There are a host of other small details in this project that will be firsts for me, some of which require new expensive tools. But I couldn't be happier about the opportunity. I'm looking forward to delivering Matt a rad bike.
Vicki is now zooming around Port Isabel on her new bike. It looks like it suits her! She has already received some compliments, which makes me feel proud. But the most important result is that the customer is happy - and she is.
It's been a busy couple of months at the day job, but now that things are slowing down again I'm able to spend some quality time in the shop. I've set up the jig for my next personal mountain bike, an all-mountain hard tail. The first tubes have been mitered and fit. It feels good to cut the tubes by hand with files, carefully shaping each miter (or cope) until the the tubes just fall into place. What you see in the picture is a fixed head tube and bottom bracket with the seat tube and down tube held in place only by gravity.
Jay just sent this photo of his bike out in the world. He's been having a great time riding the country roads near Chicago. I'm thrilled that he is happy with the bike. Makes me want to go riding... yep, I'm going riding. See ya!
Wow, it took me quite a while to get things rolling again after moving to Medford and starting a new day job at Marty's Cycles. There is still a lot to do, but I have the shop 75% set up and have been brazing again. Working part time at a bike shop is really great. I'm getting to know more people in the cycling community here and learning new valuable skills.

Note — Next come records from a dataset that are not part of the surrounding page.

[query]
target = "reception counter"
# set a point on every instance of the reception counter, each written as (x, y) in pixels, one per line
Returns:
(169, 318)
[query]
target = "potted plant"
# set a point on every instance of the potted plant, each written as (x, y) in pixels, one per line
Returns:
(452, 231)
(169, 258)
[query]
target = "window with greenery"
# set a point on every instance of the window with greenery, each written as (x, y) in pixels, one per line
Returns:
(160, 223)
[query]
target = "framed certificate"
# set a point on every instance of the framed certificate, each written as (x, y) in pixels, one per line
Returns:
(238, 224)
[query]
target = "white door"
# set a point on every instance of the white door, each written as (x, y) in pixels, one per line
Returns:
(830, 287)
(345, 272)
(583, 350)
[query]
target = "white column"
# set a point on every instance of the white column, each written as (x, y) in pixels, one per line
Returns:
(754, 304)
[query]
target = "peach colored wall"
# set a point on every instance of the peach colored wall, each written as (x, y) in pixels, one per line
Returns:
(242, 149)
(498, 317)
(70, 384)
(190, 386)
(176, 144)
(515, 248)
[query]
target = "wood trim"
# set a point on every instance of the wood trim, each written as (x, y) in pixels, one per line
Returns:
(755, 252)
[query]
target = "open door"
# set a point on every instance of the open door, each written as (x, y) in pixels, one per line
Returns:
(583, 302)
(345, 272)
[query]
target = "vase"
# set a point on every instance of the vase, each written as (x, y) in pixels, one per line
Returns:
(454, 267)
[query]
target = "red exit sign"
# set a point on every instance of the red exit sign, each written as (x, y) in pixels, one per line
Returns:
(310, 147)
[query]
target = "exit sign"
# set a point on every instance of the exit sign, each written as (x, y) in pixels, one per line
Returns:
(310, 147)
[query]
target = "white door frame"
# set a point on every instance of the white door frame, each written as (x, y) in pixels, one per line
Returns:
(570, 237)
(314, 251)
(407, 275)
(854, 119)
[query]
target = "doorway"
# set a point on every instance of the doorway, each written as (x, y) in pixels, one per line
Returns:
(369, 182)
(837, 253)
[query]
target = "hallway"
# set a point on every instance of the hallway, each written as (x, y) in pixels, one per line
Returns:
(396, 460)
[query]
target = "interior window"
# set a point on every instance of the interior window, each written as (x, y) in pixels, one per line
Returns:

I'm happy to say that Vicki's town bike is done and in the queue at Custom Powderworks. This is the last pic of the bike before Bob gives it a lovely coat of cream with terra cotta logo panel. The build kit is all ready to go and it's going to look sweet! I just need to finish getting the wheels up to tension and true. More on this project in a couple weeks when I get the frame and fork back from powder.
I am batching it for a few days, plus it rained, so today was a productive day in the shop. I'm working on Vicki's town bike, a 3-speed step-through (or ladies' bike). I managed to fit up and braze the chain stays to the dropouts and to the frame. I also uploaded some pictures of my progress to the gallery page.
I'm exploring some new techniques and parts with this build, so it is constantly entertaining. I'm really starting to enjoy the subtleties of heat control when it comes to melting silver. Sweating the silver through the dropout plug was new for me, but it went flawlessly. Every moment with the torch on is so intense and so engaging. it's a lot like fly fishing for me; caught up in the moment I focus completely and lose track of time.
Ah yes, the marrow. I roasted bone marrow for the first time today and it was delicious! I served it with crusty bread, sea salt, and a tangy salad of parsley, lime, capers, and red onion. Just the thing to fuel an afternoon in the shop.